Lê-se no art. 1430º, nº 1 do C.C. que a «administração das partes comuns do edifício compete à assembleia dos condóminos e a um administrador».

Logo, a administração da fracção autónoma competirá, em exclusivo, ao condómino titular do respectivo direito de propriedade (art. 1305º do C.C.); já a administração das partes comuns caberá, em conjunto, à assembleia dos condóminos e ao administrador, este último eleito e exonerado por aquela (artºs. 1430º e 1435º, nº 1, ambos do C.C.).

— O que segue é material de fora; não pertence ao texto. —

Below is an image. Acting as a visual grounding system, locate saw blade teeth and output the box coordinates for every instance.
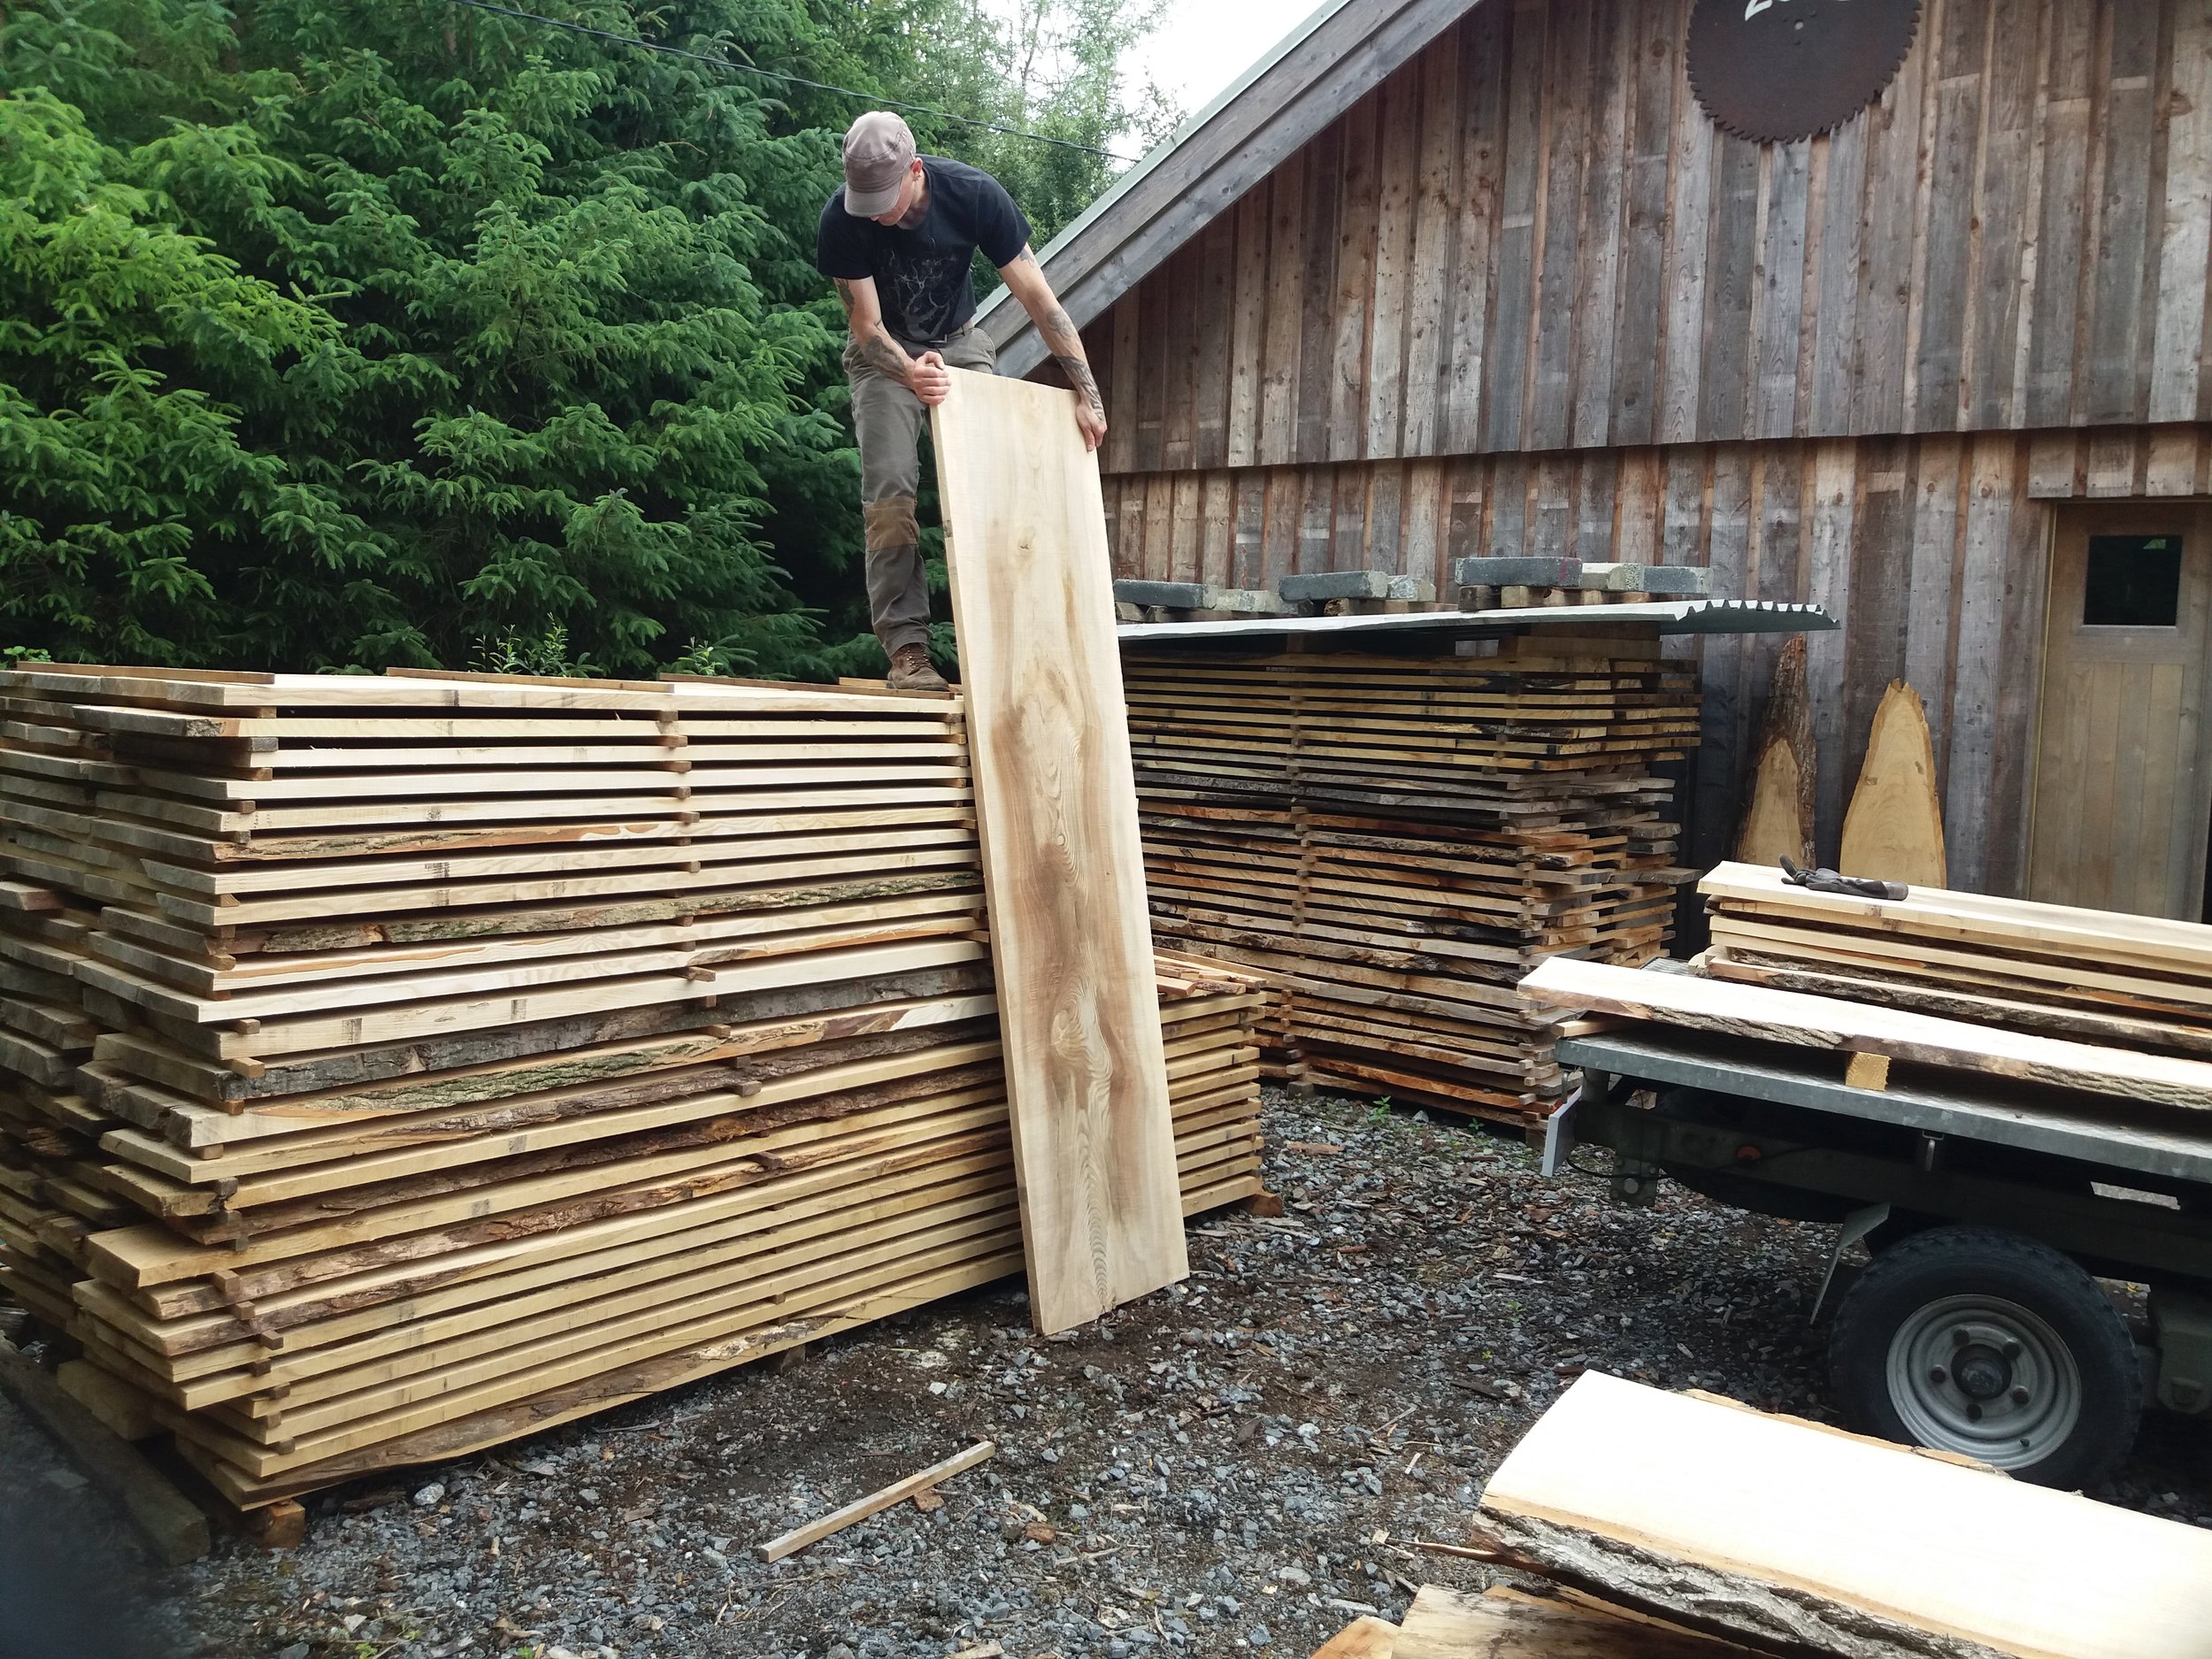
[1684,0,1924,147]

Precisando, à Assembleia de Condóminos, «órgão deliberativo composto por todos os condóminos, compete decidir sobre os problemas do condomínio que se refiram às partes comuns, encontrando soluções para os resolver, delegando no administrador a sua execução e controlando a actividade deste». Ao Administrador, «órgão executivo da administração, cabe o desempenho das funções referidas no art. 1436º do C.C., próprias do seu cargo, assim como as que lhe forem delegadas pela assembleia ou cometidas por outros preceitos legais» (Ac. da RL, de 19.01.2011, Albertina Pereira, Processo n.º 234/09.2TTLRS.L1-4, in www.dgsi.pt, como todos os demais sem outra indicação de consulta).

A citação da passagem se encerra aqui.